In the Baha’i Faith, there is not this issue of an authentic self. There is an aspiration that each person shall become independent in thought and spirituality and the resources for life. There is acknowledgement that there are processes of education in the family and as a life-long endeavour, that this independence will flourish, that the independent person comes from the interdependence with others. For sure, there is “YOU” as an authentic Baha’i who lives as a calling for impact of others. And that Baha’i “YOU” is impactful as open to engaging with all the diversity of the human planet, learning from that diversity and teaching into that diversity, and learning as the response from teaching into that diversity.

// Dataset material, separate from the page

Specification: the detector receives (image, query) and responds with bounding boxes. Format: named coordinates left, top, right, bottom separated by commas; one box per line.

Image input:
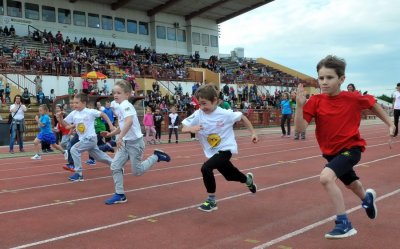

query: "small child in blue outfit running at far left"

It has been useful, as a Baha’i to enquire into the authentic “ME” and use tools to check for the signs of authenticity and inauthenticity, on a path to independence and interdependence. That Baha’i path reaches out and catches the hands of everyone, testing what it means to be a Baha’i, to be human, to be in unity. Here, on this path, the “ME” wobbles around among the others, as it goes off on its very unique route, and, so, I can only reckon that this wobbly path is authentic while every individual responses and reactions is awash with authentic and inauthentic drivers. And it is only in acknowledging that there is no authenticity, that I might be indeed, authentic.